Data breaches, email scams and other threats to personal and institutional data are on the rise, and the University of Michigan is taking steps to increase the protection of this data by expanding the use of two-factor authentication.
Beginning this summer, MTokens — the university’s current two-factor authentication solution — will be replaced with new, more flexible options from Ann Arbor-based Duo Security.
more information
- Enrollment options and instructions
-
Email questions to [email protected]
Drop-in sessions for extra help
- June 8 and 9, 9 a.m.-noon, School of Education Building, Room 2232
- June 14, 1-4 p.m., Wolverine Tower, Training Room 3
- June 15 and 16, 9 a.m.-noon, Wolverine Tower, Training Room 3
- Check the drop-in schedule as new dates are added.

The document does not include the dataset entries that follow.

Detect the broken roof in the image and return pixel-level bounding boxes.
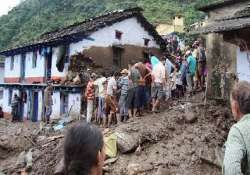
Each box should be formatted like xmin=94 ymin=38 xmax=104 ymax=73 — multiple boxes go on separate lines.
xmin=192 ymin=4 xmax=250 ymax=34
xmin=0 ymin=7 xmax=164 ymax=56
xmin=198 ymin=0 xmax=249 ymax=12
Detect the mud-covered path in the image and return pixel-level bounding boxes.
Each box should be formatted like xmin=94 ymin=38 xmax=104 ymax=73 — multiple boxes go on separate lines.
xmin=0 ymin=95 xmax=233 ymax=175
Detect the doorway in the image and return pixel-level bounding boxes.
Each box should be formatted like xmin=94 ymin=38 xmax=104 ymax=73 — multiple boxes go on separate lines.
xmin=45 ymin=52 xmax=52 ymax=80
xmin=20 ymin=54 xmax=26 ymax=82
xmin=60 ymin=92 xmax=69 ymax=115
xmin=113 ymin=46 xmax=124 ymax=67
xmin=20 ymin=89 xmax=27 ymax=120
xmin=31 ymin=91 xmax=38 ymax=122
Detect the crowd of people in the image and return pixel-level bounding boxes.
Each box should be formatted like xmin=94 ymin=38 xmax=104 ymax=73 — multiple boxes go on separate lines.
xmin=85 ymin=41 xmax=206 ymax=127
xmin=63 ymin=80 xmax=250 ymax=175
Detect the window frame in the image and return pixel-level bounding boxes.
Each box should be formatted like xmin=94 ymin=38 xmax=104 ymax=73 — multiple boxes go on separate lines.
xmin=115 ymin=30 xmax=123 ymax=40
xmin=143 ymin=38 xmax=151 ymax=47
xmin=32 ymin=50 xmax=38 ymax=69
xmin=10 ymin=56 xmax=15 ymax=70
xmin=8 ymin=89 xmax=13 ymax=106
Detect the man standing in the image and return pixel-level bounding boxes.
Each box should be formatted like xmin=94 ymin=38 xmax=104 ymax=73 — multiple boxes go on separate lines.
xmin=223 ymin=81 xmax=250 ymax=175
xmin=186 ymin=50 xmax=196 ymax=96
xmin=197 ymin=43 xmax=207 ymax=90
xmin=106 ymin=72 xmax=118 ymax=127
xmin=151 ymin=56 xmax=166 ymax=112
xmin=128 ymin=61 xmax=141 ymax=118
xmin=85 ymin=73 xmax=96 ymax=123
xmin=44 ymin=82 xmax=53 ymax=124
xmin=11 ymin=94 xmax=20 ymax=122
xmin=94 ymin=72 xmax=107 ymax=125
xmin=119 ymin=69 xmax=129 ymax=121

The effort will start with current MToken holders — including those in the Health System and at the Flint and Dearborn campuses — and expand to others later this year.
“The most powerful single thing that we can do to help protect both individuals and University of Michigan systems and data is to expand the use of two-factor authentication,” says Don Welch, chief information security officer.
Two-factor authentication is a second layer of security, keeping an individual’s account secure even if their password is compromised. It requires two proofs of identity when logging in:
• Something you know, such as a UMICH password.
• Something you have, such as a hardware token with passcodes or a mobile app.
On July 20, those who currently log in to MToken-protected systems will stop using their MToken and begin using Duo two-factor authentication instead. The change applies to systems in Wolverine Access, FLUX, DART and some departmental systems.
To maintain access to protected systems, current MToken holders must:
• Enroll in Duo options by July 20.
• Continue to use their MTokens until July 20.
• Begin using a Duo two-factor option in place of an MToken on July 20 or follow the log-in prompts to sign-up for Duo and gain access to the protected systems.
“The variety of log-in options offered by Duo is one of the primary benefits of this new solution,” says DePriest Dockins, project director and assistant director of identity and access management in Information and Technology Services.
Duo includes an app that pushes a notification to a smartphone or mobile device for approval when logging in to protected systems. Other Duo options include a phone call (using flip-phones or desk phones), passcodes via text message, or Duo hardware tokens.
Primary and secondary methods are recommended. Individuals may select the options they prefer, although departmental policy may preclude use of some options.
Later this year, individuals will be able to use Duo to further protect their personal information, such as W-2s and Direct Deposit forms, when logging in to self-service options in Wolverine Access.
Two-factor authentication options with Duo.
Veronica Hall
•Enroll in Duo options between before July 20. This statement is unclear.
Jamie Iseler
Thanks for catching this discrepancy. It has been corrected to say current MToken holders should enroll in Duo by July 20.
Wendy B
An announcement to all Token holders would be *EXTREMELY* helpful! As usual, communication is mediocre at best.
Jessica Rohr
Individuals who have a registered MToken with U-M can expect to receive email communications from either ITS, UMHS or their reporting unit. An announcement was sent to Ann Arbor campus MToken holders on June 2 and June 3 (did not include staff or faculty in UMHS, Athletics, Law, Shared Service Center, or Office of Development.) More email reminders are forthcoming.
Beth L
Will the DUO hardware be sent to all current MToken hardware users?
Jessica Rohr
No. Individuals may work with their primary reporting unit to determine which Duo option is appropriate for their needs.